CampusNews

Transgender issues of legal names to be resolved in guideline allowing preferred names.

Safety and comfort for students is a goal of many schools, but many times it is difficult for schools to provide that for every community and population of students on campus.

 

For students in the transgender community, safety is a national issue that is still being dissected among different schools, but a lot of comfort starts for students who are able to use their preferred name as opposed to their legal one that they no longer identify with. However, there are many schools who have yet to implement policies regarding preferred names on identities on campus.

 

Enter California State University, Long Beach, which has recently established guidelines that will allow students who identify with a different name to soon be able to use that one instead of their birth name at school.

 

“It’s always been an issue with students who don’t identify with the name listed on their birth certificate, so this came out of students who don’t feel comfortable when their legal name is called in class, and if you’re a transgender or genderqueer student, it can be triggering,” said Logan Vournas, a third year ASI Senator-at-Large at CSULB.

 

While the school’s name change won’t affect the status of or change their legal name, it will allow students to go by their preferred names in class, on their ID cards, on MyCSULB and Beachboard.

 

The name change guideline is applicable to all students regardless of orientation, sexuality, gender, etc. and may also be especially utilized by international students who don’t feel comfortable using their birth name in America. But, the focus remains on transgender students who will be affected by this new guideline.

 

“Being called the name I don’t identify with makes me feel super uncomfortable and disassociated, but being called the name I identify with makes me feel safe,” said Gigi Plum, a 16-year-old former student who had dropped out of school but hopes to attend CSULB in the future. “It makes me feel like they care and they respect me.

 

For clarity, with the ideas of gender nonconformity and gender fluidity, names no longer hold correlation to gender. In Gigi’s case, he identifies as a male with his preferred name, Gigi, and his name holds no adhesion to a gender. In many cases, when an identified name is misused or disrespected, the person is made to feel uncomfortable.

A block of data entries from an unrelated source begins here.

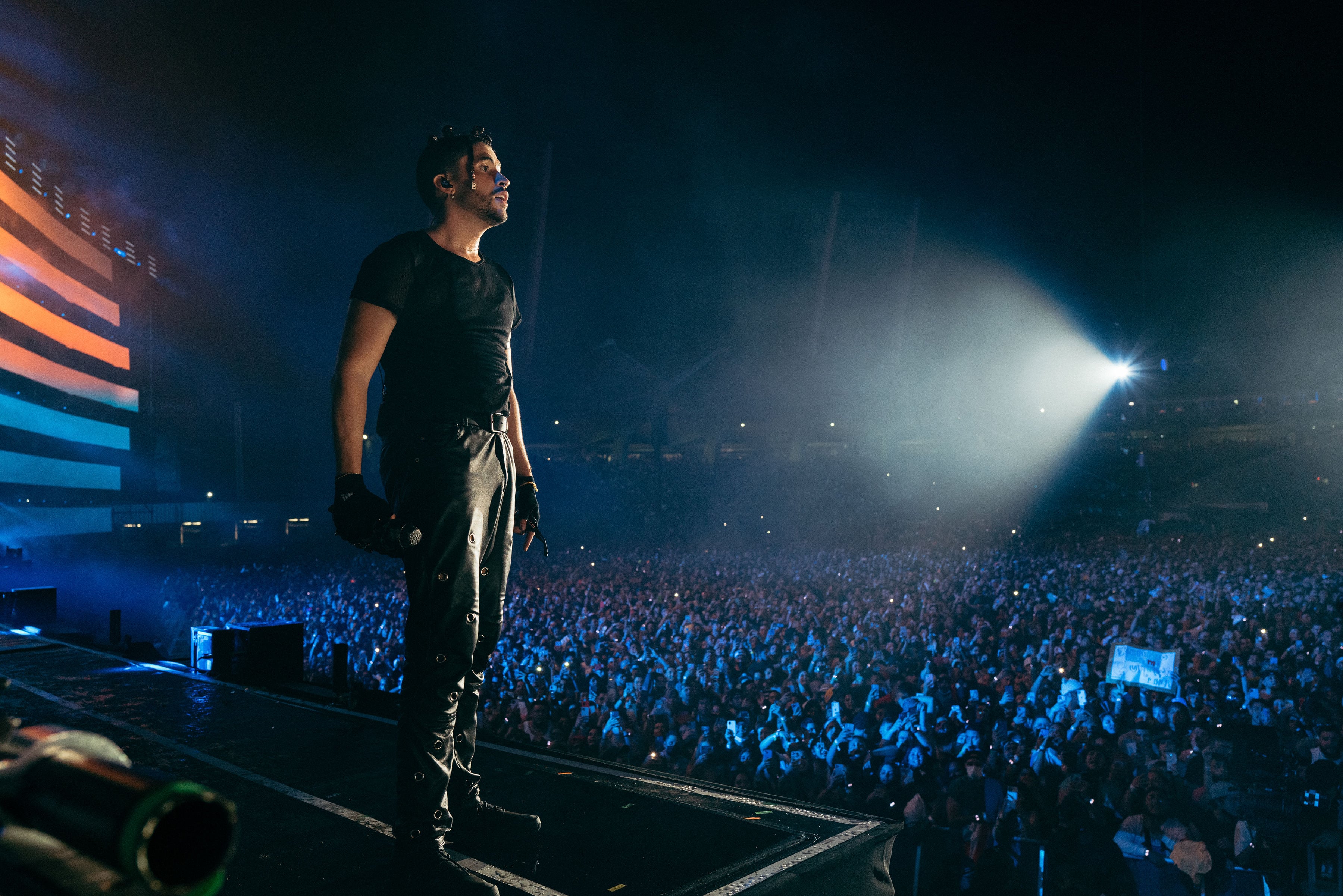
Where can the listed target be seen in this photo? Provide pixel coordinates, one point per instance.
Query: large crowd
(954, 683)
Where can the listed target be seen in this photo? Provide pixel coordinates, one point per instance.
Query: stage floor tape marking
(350, 815)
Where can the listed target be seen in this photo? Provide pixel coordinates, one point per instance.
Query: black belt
(492, 424)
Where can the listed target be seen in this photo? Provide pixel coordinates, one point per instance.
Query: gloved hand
(527, 514)
(358, 511)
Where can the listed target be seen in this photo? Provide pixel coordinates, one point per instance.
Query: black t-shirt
(448, 355)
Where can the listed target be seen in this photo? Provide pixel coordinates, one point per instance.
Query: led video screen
(68, 406)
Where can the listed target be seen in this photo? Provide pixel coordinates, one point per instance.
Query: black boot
(428, 871)
(476, 821)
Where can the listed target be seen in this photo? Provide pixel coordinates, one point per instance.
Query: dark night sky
(696, 148)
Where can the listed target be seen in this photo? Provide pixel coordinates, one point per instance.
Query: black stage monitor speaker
(27, 608)
(217, 652)
(275, 651)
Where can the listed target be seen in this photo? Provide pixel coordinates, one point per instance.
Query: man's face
(489, 199)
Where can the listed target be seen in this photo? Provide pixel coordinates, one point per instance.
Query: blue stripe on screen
(35, 418)
(27, 469)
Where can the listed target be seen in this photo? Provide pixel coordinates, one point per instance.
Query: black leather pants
(457, 485)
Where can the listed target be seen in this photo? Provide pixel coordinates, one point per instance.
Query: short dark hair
(440, 156)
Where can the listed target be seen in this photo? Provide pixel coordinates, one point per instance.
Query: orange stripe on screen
(30, 313)
(35, 367)
(56, 280)
(35, 214)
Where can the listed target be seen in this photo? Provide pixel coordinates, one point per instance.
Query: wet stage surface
(315, 788)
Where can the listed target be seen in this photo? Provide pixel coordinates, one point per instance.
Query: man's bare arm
(367, 331)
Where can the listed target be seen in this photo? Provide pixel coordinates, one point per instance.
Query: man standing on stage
(438, 317)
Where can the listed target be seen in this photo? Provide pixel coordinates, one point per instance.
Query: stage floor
(313, 788)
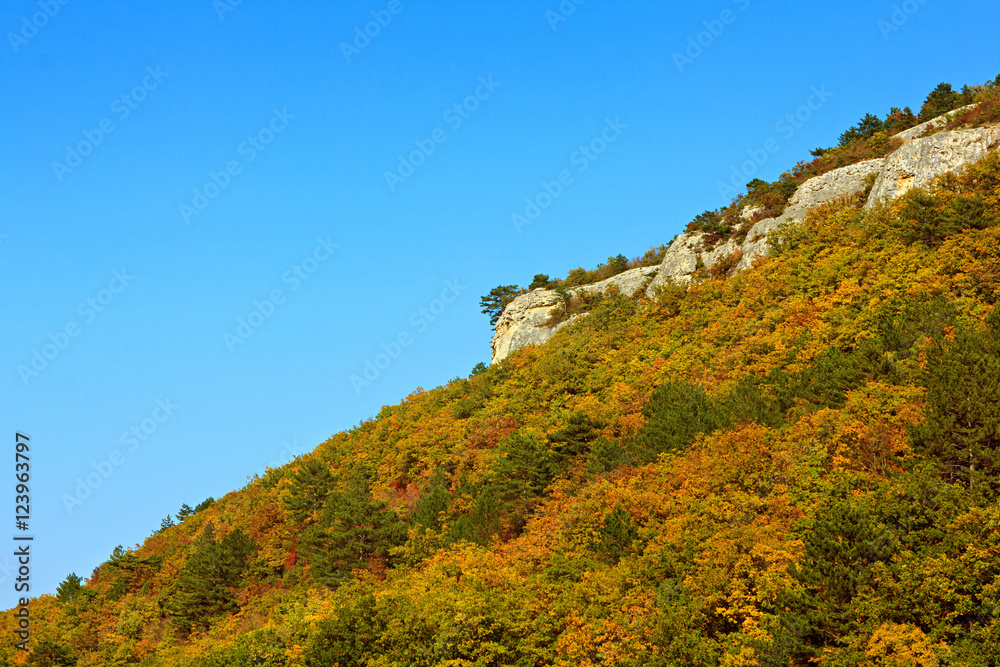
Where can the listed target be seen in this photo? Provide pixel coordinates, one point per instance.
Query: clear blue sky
(278, 140)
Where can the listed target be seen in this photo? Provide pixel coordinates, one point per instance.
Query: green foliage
(940, 101)
(962, 428)
(675, 414)
(926, 219)
(867, 127)
(353, 531)
(830, 496)
(617, 536)
(165, 523)
(524, 467)
(311, 486)
(844, 549)
(264, 648)
(69, 588)
(433, 503)
(572, 440)
(498, 298)
(346, 636)
(206, 582)
(540, 280)
(205, 504)
(47, 653)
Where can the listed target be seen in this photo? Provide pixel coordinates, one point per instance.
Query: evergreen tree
(540, 280)
(522, 470)
(498, 298)
(962, 427)
(311, 485)
(675, 413)
(617, 535)
(617, 264)
(205, 504)
(353, 531)
(572, 440)
(867, 127)
(69, 588)
(47, 653)
(433, 501)
(939, 101)
(205, 583)
(168, 522)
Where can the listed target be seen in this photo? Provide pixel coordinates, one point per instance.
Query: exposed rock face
(918, 162)
(917, 130)
(837, 183)
(915, 164)
(525, 320)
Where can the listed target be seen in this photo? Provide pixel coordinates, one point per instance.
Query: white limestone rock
(918, 162)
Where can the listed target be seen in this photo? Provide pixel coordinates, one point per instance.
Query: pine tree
(69, 588)
(498, 298)
(354, 531)
(47, 653)
(311, 485)
(939, 101)
(675, 413)
(205, 582)
(962, 427)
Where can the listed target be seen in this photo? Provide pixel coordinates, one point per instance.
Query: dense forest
(794, 465)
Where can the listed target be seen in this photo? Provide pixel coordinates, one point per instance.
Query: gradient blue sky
(162, 336)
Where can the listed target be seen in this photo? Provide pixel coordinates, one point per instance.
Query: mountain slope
(791, 465)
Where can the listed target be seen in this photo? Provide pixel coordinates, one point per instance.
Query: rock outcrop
(525, 320)
(916, 163)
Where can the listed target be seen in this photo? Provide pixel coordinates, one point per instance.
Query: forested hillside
(794, 465)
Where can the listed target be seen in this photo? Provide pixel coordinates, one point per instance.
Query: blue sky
(201, 245)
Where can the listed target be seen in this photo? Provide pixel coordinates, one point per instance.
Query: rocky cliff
(525, 321)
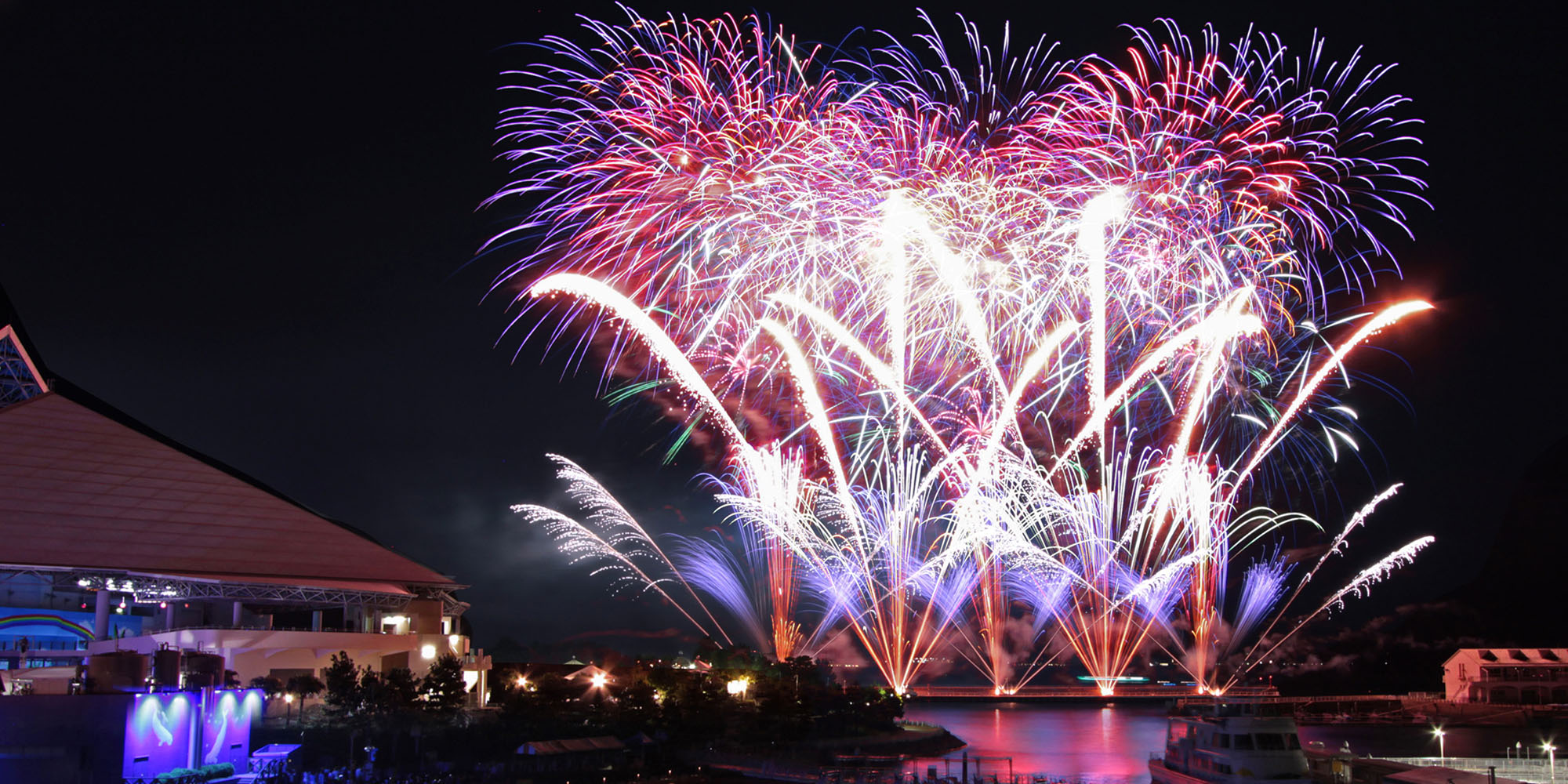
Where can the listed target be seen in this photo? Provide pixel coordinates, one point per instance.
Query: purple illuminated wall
(159, 733)
(227, 728)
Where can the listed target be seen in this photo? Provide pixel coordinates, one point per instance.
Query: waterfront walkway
(1531, 771)
(1123, 692)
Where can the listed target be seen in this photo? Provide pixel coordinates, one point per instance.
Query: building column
(101, 614)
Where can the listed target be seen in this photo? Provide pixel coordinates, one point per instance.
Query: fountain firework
(1014, 344)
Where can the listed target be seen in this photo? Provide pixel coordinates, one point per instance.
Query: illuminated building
(1522, 677)
(117, 539)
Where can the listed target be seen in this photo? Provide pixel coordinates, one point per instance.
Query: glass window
(1271, 742)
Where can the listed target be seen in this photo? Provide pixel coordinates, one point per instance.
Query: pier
(1087, 692)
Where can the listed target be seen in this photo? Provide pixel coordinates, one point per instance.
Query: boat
(1232, 744)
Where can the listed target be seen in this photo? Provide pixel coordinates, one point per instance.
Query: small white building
(1517, 677)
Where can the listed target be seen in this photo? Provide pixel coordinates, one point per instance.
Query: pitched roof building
(115, 537)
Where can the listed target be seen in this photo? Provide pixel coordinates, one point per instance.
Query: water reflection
(1103, 746)
(1112, 744)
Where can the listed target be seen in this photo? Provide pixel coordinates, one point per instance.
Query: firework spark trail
(619, 545)
(1359, 586)
(913, 281)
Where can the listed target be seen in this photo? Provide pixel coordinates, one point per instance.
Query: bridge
(1086, 692)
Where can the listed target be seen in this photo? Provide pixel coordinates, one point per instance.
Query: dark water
(1112, 746)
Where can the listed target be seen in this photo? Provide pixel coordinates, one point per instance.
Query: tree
(302, 688)
(343, 686)
(443, 688)
(402, 688)
(270, 686)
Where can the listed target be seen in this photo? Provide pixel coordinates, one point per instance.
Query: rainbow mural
(40, 625)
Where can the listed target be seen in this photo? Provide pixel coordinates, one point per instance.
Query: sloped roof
(81, 488)
(1515, 656)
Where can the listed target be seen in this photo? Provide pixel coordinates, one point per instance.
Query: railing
(1531, 771)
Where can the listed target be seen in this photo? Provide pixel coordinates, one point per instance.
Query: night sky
(255, 228)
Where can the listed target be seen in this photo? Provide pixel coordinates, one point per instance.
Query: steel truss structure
(151, 589)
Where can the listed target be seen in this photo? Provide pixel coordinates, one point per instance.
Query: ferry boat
(1232, 744)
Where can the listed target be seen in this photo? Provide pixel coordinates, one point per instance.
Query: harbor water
(1112, 744)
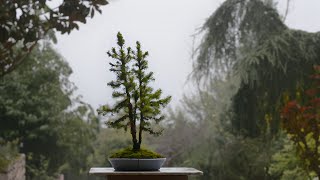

A national survey by the Gay, Lesbian & Straight Education Network has found that 75% of transgender youth feel unsafe at school, which could cause, as in Gigi’s case, a student to drop out early.

 

It is a common occurrence that transgender students are ‘outed’ by peers and teachers when their legal names are called out during class or in passing, which can cause stress and anxiety for many students. If a student feels comfortable enough to clarify their preferred name in class, they still have to do it on a consistent basis which can often result in these students constantly outing themselves to those around them.

 

With this new guideline, it is hoped that this stress will dissolve.

 

“It feels validating,” said an undeclared freshman at CSULB who has not yet made their gender transition public. “There’s no more anxiety to have to tell the professor before, or after or during class. Having that [the guideline] there would be a lot easier and save so much stress.”
While the federal Title IX law bans sex discrimination in schools, it is still common for transgender students to be harassed by their peers.

 

Calling a student by their legal name rather than their preferred name can be seen as a type of harassment if Title IX representatives deem it so, regardless of who is using it. With CSULB’s new preferred name provisions, the chance of being called out by one’s legal name is minimized and will, as hoped by the community, increase comfort and safety for transgender students on campus.